BoJack Horseman: How a Cartoon Horse(man) is Tackling Mental Illness
Bojack Horseman’s fourth season premiered this past September.
The fourth season of BoJack Horseman premiered on Netflix this past September. It is not the most popular show in the streaming giant’s collection, and it has not received the same level of attention as critical darlings like House of Cards, Orange is the New Black, or The Crown, but BoJack stands apart from its peers because it chooses to be truly daring.
BoJack is very easy to to scroll past when hunting for a new show; animated anthropomorphic animals are a kitschy idea that is easy to dismiss. But under the surface veneer of silliness is a devastatingly close look at one (horse) man’s struggle with depression and alcoholism and how his self-destructiveness negatively impacts the lives of everyone around him. In every season, we delve deeper into BoJack’s psyche whilst simultaneously expanding the view to include the struggles of the entire main cast.
By season four, BoJack has been forced to acknowledge his problems after a series of catastrophic mistakes, and heart-wrenching season finales, brought him to rock bottom. While he begins his process of recovery, we are treated to more in-depth looks at the surrounding cast and we soon see that none of the characters are paragons of mental health. Diane Nyugen is unsatisfied in her marriage and her job even though her life appears to finally be working out. Her inability to feel happiness with her seemingly idyllic life causes her to feel broken: she describes herself as “a pit that good things fall into.” Her husband, Mr. Peanut Butter, is a bouncy optimist, but under his ever-cheerful facade is a deep insecurity that everyone he loves will leave him when he ceases to be useful. Princess Carolyn reaches her lowest point in the series when she loses the family she was beginning to create, with her sense of hopelessness and lack of faith in her own future beautifully rendered in a plot-twist episode in the most recent season.
BoJack Horseman is certainly not the first show to depict a main character with addictions or mood disorders but rarely has any show looked at so many angles of mental illness while also spelling out that it is in fact an illness that should be treated. In shows like House, Nurse Jackie, Archer, or even Supernatural, the main characters have addictions that never seem to negatively impact their lives and the clear evidence of their maladjustment is brushed off for comic relief. And while BoJack is chock full of laughs, at the end of the episode it is clear that that these illnesses are not a laughing matter. There are consequences to addiction. There are consequences to untreated depression or self-loathing. The show discourages viewers from going “lol same” when watching.
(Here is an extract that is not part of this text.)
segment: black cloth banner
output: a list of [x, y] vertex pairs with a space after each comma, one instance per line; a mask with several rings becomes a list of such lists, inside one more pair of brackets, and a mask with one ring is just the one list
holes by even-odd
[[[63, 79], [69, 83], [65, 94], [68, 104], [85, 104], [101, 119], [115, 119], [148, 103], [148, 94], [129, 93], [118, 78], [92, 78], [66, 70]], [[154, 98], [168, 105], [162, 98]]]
That being said, there is a counterintuitive benefit to the “haha relatable” reaction. According to the National Alliance on Mental Illness, approximately one in five Americans experience mental illness in any given year. And for those almost 43 million Americans, there is not really any show that treads the line of discussion the way BoJack Horseman does. I have mentioned the shows that treat the topic of mental health lightly but there are just as many shows where people struggling with theirs is pushed to the very extreme. Most acknowledged mental health problems are represented by the characters who commit suicide, are hospitalized, or sell their grandma’s jewelry for drugs. This representation stigmatizes mental illness and gives those without it a negative view of the struggle and those who have it a negative view of themselves. In BoJack Horseman, BoJack, Diane, Princess Carolyn, Mr. Peanut Butter, and even Todd are not defined by their problems. They may struggle with them, they may even be set back by them, but they have hopes, dreams and desires that are still fully possible regardless of disorders. It is important that they are successful. It is important that they have friends, people who love them and support them even at their lowest moments. If “take your mental health seriously” is an important message, it is equally if not more important to make sure that a message of support goes out just as loudly. BoJack tells any viewers in similar situations that their success is not inhibited because they feel sad sometimes, and despite how they feel it is still possible to maintain a close circle of friends. And most importantly, it tells them that they are not alone.
BoJack Horseman is a good show regardless of the state of your mental health. It is colorful, funny, and well-paced with gut-punches that get better executed every season. Yet what sets it apart is the way in which it speaks to an oft-neglected yet very large segment of the American populace. It does not shirk away from the difficulties and consequences of mental disorders, yet it functions in many ways as a story of constant progress and upward change. This meticulous and near miraculous tightrope walk executed by the writers make BoJack Horseman a feat for representation that hopefully will set the standard for more nuanced writing on the subject of mental illness in television.